The Festival of St. Agatha, 3rd – 5th February 2015, the sacred and folkloristic face of Catania

Catania is celebrating! From the 3rd to the 5th of February the town will come alive to celebrate its Patron Saint, St. Agatha, whose festival is known throughout the world for the spectacular folklore that has characterized this feast day for centuries.

The festival of St. Agatha officially starts on February 3rd with the “offering of candles” during a procession known as “della luminaria” (of light), which leaves from the Church of St. Agatha (S. Agata alla Fornace) and terminates at the Cathedral. The day ends with a firework show in the striking Cathedral Square (Piazza Duomo). The most important religious, civil and military authorities attend the procession. Two eighteenth-century carriages that once belonged to the Senate that governed the town, and eleven “candelores”, large candles that represent the corporations or trades are carried in the procession and admired by the faithful and by onlookers.

The second day of the festival – February 4th – is an intense programme of activities that starts at 6.00 am and fills the day. Three different keys, kept by the treasurer, the master of ceremonies and the prior of the Cathedral chapter, are used to open the iron gate that guards the relics of the Patron Saint of Catania. The Saint’s bust, covered in gold and precious gemstones, is raised onto the renaissance reliquary float – “a vara” in Sicilian dialect – lined with red velvet, symbolising the colour of the martyr’s blood, or the colour of kings. The solemn Holy Mass of Dawn (“Messa dell’Aurora”), celebrated by His Excellency the Archbishop, greets the Saint and opens the procession through the streets, announced by festive gunshots.

The sites of martyrdom and the vicissitudes of the Saint’s life are revisited throughout the votive day: from the cathedral to the “marina”, and up to the column of the plague, which recalls the miracle the Saint performed in 1743, when Catania was protected from the epidemic. The devoted followers wear the traditional “white sack”, a votive cloth gown that covers the body down to the ankles and is tied at the waist by a rope, a black velvet cap, white gloves and a white handkerchief to wave during the celebrations. A crowd of more than four thousand people follow the float through the streets, replying “Cettu, Cettu” to the call “Are you all, all devotees?” that echoes through the town, uniting everyone in a common embrace.

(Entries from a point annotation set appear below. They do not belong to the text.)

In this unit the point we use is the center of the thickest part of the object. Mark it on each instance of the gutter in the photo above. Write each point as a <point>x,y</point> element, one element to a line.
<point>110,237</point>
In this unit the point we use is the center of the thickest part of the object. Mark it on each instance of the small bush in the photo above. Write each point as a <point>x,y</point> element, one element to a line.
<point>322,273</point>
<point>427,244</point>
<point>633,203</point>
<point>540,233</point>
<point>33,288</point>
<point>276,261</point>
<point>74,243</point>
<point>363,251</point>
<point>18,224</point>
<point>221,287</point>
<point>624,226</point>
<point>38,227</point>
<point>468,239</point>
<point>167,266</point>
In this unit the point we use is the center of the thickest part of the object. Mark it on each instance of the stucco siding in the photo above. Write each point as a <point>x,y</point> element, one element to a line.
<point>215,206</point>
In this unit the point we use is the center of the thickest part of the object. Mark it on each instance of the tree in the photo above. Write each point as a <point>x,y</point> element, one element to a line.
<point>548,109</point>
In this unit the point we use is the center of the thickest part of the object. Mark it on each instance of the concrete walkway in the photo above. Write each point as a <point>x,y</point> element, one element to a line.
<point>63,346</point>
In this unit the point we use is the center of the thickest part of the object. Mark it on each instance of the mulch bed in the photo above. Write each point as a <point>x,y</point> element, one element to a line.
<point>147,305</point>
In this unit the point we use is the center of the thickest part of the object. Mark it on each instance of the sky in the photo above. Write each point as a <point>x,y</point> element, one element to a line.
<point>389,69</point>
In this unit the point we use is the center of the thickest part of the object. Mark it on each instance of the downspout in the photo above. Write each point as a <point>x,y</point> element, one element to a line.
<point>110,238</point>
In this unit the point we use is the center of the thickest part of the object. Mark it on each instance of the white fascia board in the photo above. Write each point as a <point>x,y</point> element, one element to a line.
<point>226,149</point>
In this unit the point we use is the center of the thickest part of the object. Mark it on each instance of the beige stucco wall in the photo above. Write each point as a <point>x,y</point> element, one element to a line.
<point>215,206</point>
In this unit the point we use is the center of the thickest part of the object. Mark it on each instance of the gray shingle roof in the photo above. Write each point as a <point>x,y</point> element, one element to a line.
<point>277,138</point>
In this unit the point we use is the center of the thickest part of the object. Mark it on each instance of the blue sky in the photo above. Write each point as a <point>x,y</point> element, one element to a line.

The third and last day, February 5th, is Saint Agatha’s day and starts with the pontifical that opens the procession that weaves its way through other “inner” parts of the town. The most awaited moment is the passage along Via di San Giuliano, the most dangerous moment in the procession due to the slope. A test of courage for the “citizens”, interpreted – depending on the outcome of the climb – as a sign from Heaven, a good or bad omen for the whole year. At dawn on the 6th, the float with the relics reaches Via Crociferi. This is the moment when the Saint greets the town before the festivities end. All night long, the crowd braved the cold temperature, shouting “Viva Sant’Agata” in a moment imbued with spirituality. And then, in a moment of silence, the angelic and soothing chant of the cloistered nuns rises into the air. The firework display of February 6th officially closes the celebrations, with the float returning to the Cathedral.

How not to be captivated by the magical atmosphere of the St. Agatha festivities!